Vonage with a dial tone?

G

Guest

Guest
Archived from groups: comp.dcom.voice-over-ip (More info?)

I just moved into a new apt. and found out that the buzzer is
connected to the phone jack. Basically, a code sends a signal to the
jack and it uses the dial tone to ring your telephone. Im waiting on
more technical details from the mgmt. company but that's the high
level, general, gist.

So.....I have vonage and I'd really rather use that service instead of
going through verizon. Is there a way to hook a VOIP service to a
phone jack and have a dial tone?
 
G

Guest

Guest
Archived from groups: comp.dcom.voice-over-ip (More info?)

Why not just have a separate phone for your door buzzer, and use Vonage for
everything else? Hopefully, the door buzzer system doesn't actually need
the phone to be in service.

Mike Schumann

"beck767" <beck767@gmail.com> wrote in message
news:9b193f1e.0410040800.462db211@posting.google.com...
>I just moved into a new apt. and found out that the buzzer is
> connected to the phone jack. Basically, a code sends a signal to the
> jack and it uses the dial tone to ring your telephone. Im waiting on
> more technical details from the mgmt. company but that's the high
> level, general, gist.
>
> So.....I have vonage and I'd really rather use that service instead of
> going through verizon. Is there a way to hook a VOIP service to a
> phone jack and have a dial tone?
 
G

Guest

Guest
Archived from groups: comp.dcom.voice-over-ip (More info?)

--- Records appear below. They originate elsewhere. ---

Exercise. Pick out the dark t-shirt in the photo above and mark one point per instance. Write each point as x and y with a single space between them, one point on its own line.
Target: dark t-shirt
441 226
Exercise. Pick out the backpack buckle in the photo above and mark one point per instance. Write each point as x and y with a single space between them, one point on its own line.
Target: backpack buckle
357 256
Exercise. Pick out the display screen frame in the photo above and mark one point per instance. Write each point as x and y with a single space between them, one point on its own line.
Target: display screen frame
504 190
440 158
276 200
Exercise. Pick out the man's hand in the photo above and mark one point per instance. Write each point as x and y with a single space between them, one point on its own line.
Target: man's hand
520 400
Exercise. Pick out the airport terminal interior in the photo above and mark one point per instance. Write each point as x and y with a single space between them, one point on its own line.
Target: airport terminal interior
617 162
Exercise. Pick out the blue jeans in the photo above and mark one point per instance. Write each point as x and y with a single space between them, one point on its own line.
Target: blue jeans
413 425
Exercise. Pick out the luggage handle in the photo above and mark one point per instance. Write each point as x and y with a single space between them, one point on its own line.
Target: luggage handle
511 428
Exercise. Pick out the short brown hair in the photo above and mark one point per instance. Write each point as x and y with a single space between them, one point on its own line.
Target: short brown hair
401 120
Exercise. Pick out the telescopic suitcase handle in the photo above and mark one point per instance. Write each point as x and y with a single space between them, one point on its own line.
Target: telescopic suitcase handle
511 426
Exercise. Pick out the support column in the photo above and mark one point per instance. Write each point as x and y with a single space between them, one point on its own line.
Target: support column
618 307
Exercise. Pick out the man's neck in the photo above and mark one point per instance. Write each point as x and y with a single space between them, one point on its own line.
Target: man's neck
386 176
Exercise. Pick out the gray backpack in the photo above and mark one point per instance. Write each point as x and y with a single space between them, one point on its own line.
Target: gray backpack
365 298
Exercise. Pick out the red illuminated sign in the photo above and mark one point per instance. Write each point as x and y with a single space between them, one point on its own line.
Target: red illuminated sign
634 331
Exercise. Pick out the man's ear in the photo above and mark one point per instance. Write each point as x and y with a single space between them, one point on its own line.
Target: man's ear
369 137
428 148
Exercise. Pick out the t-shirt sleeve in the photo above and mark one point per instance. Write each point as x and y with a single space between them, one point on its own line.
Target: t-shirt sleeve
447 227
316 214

On 4 Oct 2004 21:33:55 -0700, "Mark" <jmdavies@gmail.com> wrote:

>
>The POTS lines are what powers your phone with electricity, so they
>have to be removed. The Motorola ATA device from Vonage can power ~3-5
>devices (aka phones), as a limit.

When I moved to Vonage I pulled the plug at the NIC and plugged the
Motorola ATA device into a spare phone jack to connect it to my NINE
devices (aka phone) and one device (aka answering machine).

No problem with their operation - ringing and other features!